Reporters. From time to time, they were tough on Elway even when he was the Duke of Denver, a sacred icon to the masses, a quarterback so great he became a member of the Pro Football Hall of Fame.

Later in life, as a general manager, Elway was on his way to getting a second bust bronzed after his Broncos won five division titles in his first five seasons, plus played in two Super Bowls and won Super Bowl 50.

These last three Broncos’ seasons, though, have exposed some of Elway’s evaluation miscalculations. And now that he’s fired head coach Vance Joseph, the target for criticism is full on pointed in Elway’s direction.

“It’s part of the job," Elway said in his sit-down interview with 9News on Monday. “I get that. That’s my job. If we don’t win, I’m as much a target as anybody else. I don’t have any expectations that I should be held to any other standard than anybody else in this position and has my role.

“My path, my history here in Denver does not have anything to do with what’s going to happen going forward. I get that. We won five and six games the last two years and it’s my job to get that fixed."

Wait a minute. Elway doesn’t get a little more benefit of the doubt because he’s, well, John Elway?

“I’m just like everybody else and I have been my whole life," he said. “You (reporters) put me on a pedestal. My mindset has always been the same in the fact that I’m only as good as the people around me and people that I hire and that work together and try to get the best solution for problems that we do have.

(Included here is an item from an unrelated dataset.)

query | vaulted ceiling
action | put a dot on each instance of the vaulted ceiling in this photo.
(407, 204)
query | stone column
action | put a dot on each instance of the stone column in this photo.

It’s a great challenge for us. Disappointed about it, but it’s also a new start for us.

“Vance did a nice job for us. He worked his tail off but ultimately, he didn’t win enough games. Our job is to find that next guy who can get us back to the playoffs and get us competitive."

Elway and his boss, Joe Ellis, each have three years left on their contracts. They will oversee the Broncos through 2021, as they have been since January 2011, when owner Pat Bowlen fired Joseph McDaniels as head of football operations, hired Elway, promoted Ellis to president, and then stepped aside from day-to-day operations.

While Ellis and Elway have brought stability at the top, their coaching staff has fallen into a state of flux. The next search will bring the fourth head coach in five years.

That alarming turnover, coupled with the strained relationship between Elway and John Fox that led to Fox’s exodus to Chicago following the 2014 season, left an impression Elway does not work well with his head coaches.

This may not fair as Elway and the Broncos got a tough break when Kubiak stepped away for medical reasons after the 2016 season. Kubiak is still around and will be in 2019 whether in his current job as a personnel adviser, or, more likely, as an offensive coordinator.

Will Elway empower his new head coach to hire his own staff, to have input on personnel decisions?

“I know what the perception is, but I will tell you this, they’re all empowered," Elway said. “I allow them to do their jobs. Otherwise, I can’t evaluate them if I don’t allow them to do their jobs. We’re not going to agree on everything, but ultimately it goes to the coach because he’s got to make those decisions.

“I’ve got to make him responsible for that. I will empower. I empower all the people I work for, even though I understand that perception. But if you look at John (Fox), John decided he wanted to go to Chicago. He felt it was better for him to go to Chicago. Gary, we had a plan with Gary. Gary got sick and couldn’t do it anymore and the plan had to change again.

“So, we’ll have a plan on this next one and hopefully this next plan works for five, six, seven, eight years. Obviously, the decision to hire Vance didn’t work out. I know Vance got a lot better in his second year compared to his first year. And he’s going to get more opportunities. But I just felt that where we are as an organization it was time for us to have a clean slate."